/atacseq-helper

Helper to get off the ground and get running with atacseq data

Primary LanguageShell

ATAC-seq Analysis

Prerequisites

Your system MUST have Homebrew or Linuxbrew installed.

You must also have Java 1.5 or later installed (most Linux and Mac boxes do.)

The script install-dependencies.sh assumes you have those dependencies available and will fail without them.

Setup

  1. Once you've cloned or downloaded this repository, drop all its files into the root directory containing your files needing analysis.
  2. Go to https://conda.io/miniconda.html , download, and run the installer appropriate for your platform. (The OSX installer is included in this repo).

That's all!

Configuration

Open a terminal at the root of this repository and run

sudo chmod +x *.sh
./install-dependencies.sh

This will configure your system for the rest of the project. This step may take up to an hour or two to complete.

Problems on OSX?

If you're on OSX some versions intermittently complain about the file ending of scripts.
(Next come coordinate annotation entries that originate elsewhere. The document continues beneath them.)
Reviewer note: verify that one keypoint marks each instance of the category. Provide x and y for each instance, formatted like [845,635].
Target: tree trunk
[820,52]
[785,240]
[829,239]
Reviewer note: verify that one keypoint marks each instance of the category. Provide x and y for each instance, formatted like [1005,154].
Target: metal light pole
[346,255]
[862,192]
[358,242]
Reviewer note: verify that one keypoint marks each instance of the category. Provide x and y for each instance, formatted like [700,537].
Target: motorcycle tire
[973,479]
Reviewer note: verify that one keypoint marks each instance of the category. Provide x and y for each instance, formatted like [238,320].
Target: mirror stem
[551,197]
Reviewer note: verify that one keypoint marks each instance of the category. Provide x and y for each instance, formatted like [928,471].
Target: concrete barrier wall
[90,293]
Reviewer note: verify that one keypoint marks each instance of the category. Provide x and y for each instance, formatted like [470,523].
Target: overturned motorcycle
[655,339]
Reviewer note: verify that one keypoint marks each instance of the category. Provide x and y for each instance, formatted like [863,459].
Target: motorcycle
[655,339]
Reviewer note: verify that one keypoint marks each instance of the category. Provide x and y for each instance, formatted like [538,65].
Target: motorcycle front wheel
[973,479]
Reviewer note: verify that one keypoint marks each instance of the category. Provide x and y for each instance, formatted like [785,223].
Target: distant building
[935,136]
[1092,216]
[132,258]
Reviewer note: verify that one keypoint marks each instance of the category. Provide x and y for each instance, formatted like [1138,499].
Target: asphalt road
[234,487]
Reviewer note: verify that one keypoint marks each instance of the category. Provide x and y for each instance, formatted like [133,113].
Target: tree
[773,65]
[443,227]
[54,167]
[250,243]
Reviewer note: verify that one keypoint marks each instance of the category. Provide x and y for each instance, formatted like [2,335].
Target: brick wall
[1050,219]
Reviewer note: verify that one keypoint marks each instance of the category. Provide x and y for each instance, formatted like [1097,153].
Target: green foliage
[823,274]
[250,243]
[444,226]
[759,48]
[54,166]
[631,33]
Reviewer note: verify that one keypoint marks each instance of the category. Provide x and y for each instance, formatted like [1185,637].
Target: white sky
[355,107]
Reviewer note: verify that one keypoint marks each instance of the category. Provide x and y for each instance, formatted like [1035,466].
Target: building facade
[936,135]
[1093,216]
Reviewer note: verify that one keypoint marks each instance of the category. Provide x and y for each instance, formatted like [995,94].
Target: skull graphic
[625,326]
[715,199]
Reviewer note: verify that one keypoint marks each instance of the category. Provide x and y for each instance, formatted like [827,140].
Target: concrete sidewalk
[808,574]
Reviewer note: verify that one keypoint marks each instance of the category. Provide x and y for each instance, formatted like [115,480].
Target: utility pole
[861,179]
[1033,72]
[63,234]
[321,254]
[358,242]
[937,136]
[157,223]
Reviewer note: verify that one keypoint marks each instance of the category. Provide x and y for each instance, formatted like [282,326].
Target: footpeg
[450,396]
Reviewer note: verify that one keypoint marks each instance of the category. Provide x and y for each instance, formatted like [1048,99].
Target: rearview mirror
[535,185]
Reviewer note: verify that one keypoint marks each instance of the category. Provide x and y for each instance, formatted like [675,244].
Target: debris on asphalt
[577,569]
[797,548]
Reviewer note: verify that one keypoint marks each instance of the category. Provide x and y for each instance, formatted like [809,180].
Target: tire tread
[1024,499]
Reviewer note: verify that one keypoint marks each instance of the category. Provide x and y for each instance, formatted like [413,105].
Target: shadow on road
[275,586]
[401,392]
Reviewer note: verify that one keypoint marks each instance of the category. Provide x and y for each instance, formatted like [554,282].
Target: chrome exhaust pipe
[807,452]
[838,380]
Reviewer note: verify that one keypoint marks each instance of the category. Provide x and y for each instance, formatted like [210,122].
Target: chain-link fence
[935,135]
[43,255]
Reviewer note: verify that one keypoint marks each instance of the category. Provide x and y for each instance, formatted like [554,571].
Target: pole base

If it does, instead run

mv *.sh *.command
sudo chmod +x *.command
./install-dependencies.command

to configure your dependencies.

Generating Bedfiles

To convert your gzipped or unzipped SAM files to binary, peak, index, and bedfiles, run:

python ./samlooper.py

This script has a single configuration variable: at the top, set DO_FOOTPRINTING to True if you want to analyse footprints and profiles, and False otherwise.

Note this is VERY SLOW. This will take 1-2 hours per file in total to process fully (unzip, convert to binary, index, quality filter, peak find, bed creation, footprint, and profile).

Processing Bedfiles

TODO

Annotating Bedfiles

TODO

Running Counts

Be sure you've generated your bedfiles -- they also generate the sorted q2 *.bam files you need to get this part going.

You'll need to edit do-htseq-counts.py. Near the top of the file, after the docstring, you'll find a python dictionary datatype object named bamPrettyMap.

Edit this file to set the labels you desire as the (unique) dictionary key, and the *.sorted.q2.bam filename as the value, for example:

bamPrettyMap = {
    "LYR_CD_CON2": "AT-A-11_S9_BowtieOut.sorted.q2.bam",
    "LYR_CD_CON3": "AT-B-38_S22_BowtieOut.sorted.q2.bam",
    "LYR_CD_DR1": "AT-A-16_S1_BowtieOut.sorted.q2.bam"
}

If your key has a underscore-separated prefix, it'll only match those samples againstgff3 files that contain that (case-sensitive) substring; eg, in the example above, only *.gff3 containing LYR will be used for matching. If there is no underscore-separated prefix, no species matching will be used.

By default, the file also has a configuration value overwriteExistingCounts set to False. Set this value to True to regenerate everything each time you run this script.

Then, once you've done that, simply run

python ./do-htseq-counts.py

Counts will be output as both csv and txt.